Da vari anni assistiamo a una rinascita del filone “thriller”, e non solo, all’italiana: finalmente possiamo leggere gialli, polizieschi, noir, ambientati nelle nostre città e non a Chicago e a Detroit, oppure nella solita compassata Inghilterra. Storie immerse nella nostra cultura, dall’assolato sud di Camilleri alla Bologna multiforme di Lucarelli, senza dimenticare gli antesignani (grandissimi) Scerbanenco con la sua Milano in pieno boom economico, Fruttero e Lucentini con l’amatissima Torino, e ovviamente il siciliano Sciascia con l’assoluto “Giorno della civetta”.
Una carrellata veloce (e per forza di cose lacunosa) per inserire nuovi luoghi, nuovi spazi per efferati delitti e nervose indagini: la Firenze ricreata da Simone Togneri, al suo primo romanzo con questo intenso “Dio del Sagittario”, non è solo sfondo inerte, ma protagonista viva della vicenda, ricchissima di suggestioni visive e di complessi richiami alla storia dell’arte.

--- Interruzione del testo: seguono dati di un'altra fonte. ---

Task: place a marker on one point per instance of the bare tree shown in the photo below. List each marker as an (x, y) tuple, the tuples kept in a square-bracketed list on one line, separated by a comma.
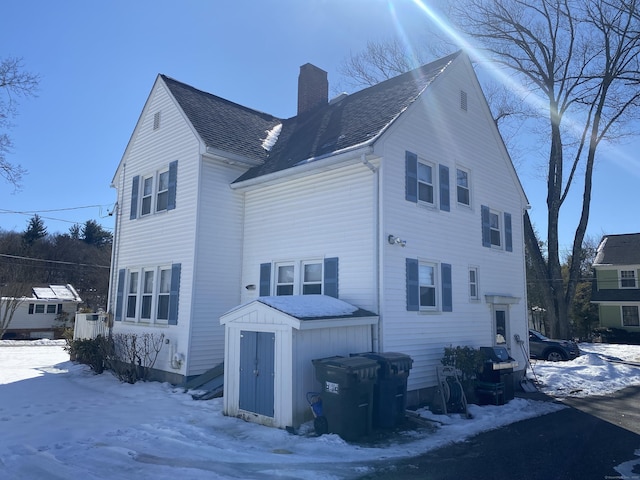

Non a caso l’autore è diplomato in pittura proprio all’Accademia di Belle Arti di Firenze: già la prima scena è un’immagine fortissima, con quella pioggia torrenziale a coprire lo choc dei testimoni, e poi la vittima trafitta da frecce e disposta come un novello San Sebastiano.
Si indovina lo schema atroce del “serial killer”, che colpisce e uccide riproducendo le torture dei più famosi martiri cristiani – già rese immortali sulla tela e nel marmo.
La fede che si specchia nell’arte, l’arte che ricrea la fede, la follia che trasfigura tutto.
Come un “clic” automatico, un riflesso condizionato, la nostra mente corre ai collaudati meccanismi dei thriller d’oltreoceano, dal cinematografico “Seven” in poi: l’influsso del genere si sente, nella costruzione della trama, dei dettagli, nei colpi di scena ad effetto che ci tengono incollati alle pagine, nella figura stessa del serial killer mosso da un’oscura schizofrenia a sfondo sacro.
Togneri coniuga però l’osservanza, inevitabile, agli schemi del thriller (un vago senso di “deja-vu” pervade la lettura di alcune pagine) con invenzioni e elementi originali e suggestivi: dal gusto raffinato per l’immagine agli intriganti flash-back, in un filo continuo che lega il presente minaccioso e livido, con la guerra in Afghanistan alle porte, al mondo idilliaco dell’infanzia, e poi all’Ottocento dell’impressionista Renoir, di cui vengono riportate lettere e citazioni, in un continuo, costante omaggio.
Omaggio che si estende al nome dell’ex-poliziotto, ora docente all’Accademia di Belle Arti (ancora!), che affianca il cupo, rude, sbrigativo commissario Franco Mezzanotte: il giovane Simon Renoir, omonimo del famoso pittore, come lui dotato di uno “sguardo particolare”, lo sguardo che riuscirà a cogliere la rete di segni celata nei delitti.
La sensibilità nasce dalla sofferenza, e immergersi nell’universo distorto del delitto riporterà Simon ai traumi del passato, che aveva cercato invano di rimuovere: il finale, a cui arriviamo con lettura ansiosa, non è per niente consolatorio, ma anzi amaro e carico di domande.
Il romanzo avrà un seguito? Speriamo di sì, perché i personaggi funzionano, schematismi a parte, anche i comprimari hanno una loro forza – l’odioso e stolido PM, il giornalista d’assalto senza scrupoli, il poliziotto playboy…-, e il passato di Simon Renoir è ancora tutto da svelare. Probabilmente anche lo stile di Togneri sarà in divenire, caricandosi di maggior forza e compattezza stilistica: i presupposti ci sono tutti, la scrittura è limpida, scorrevole, appassionata. “Dio del Sagittario” potrebbe anche essere un ottimo film, già pronto e vivido scena per scena.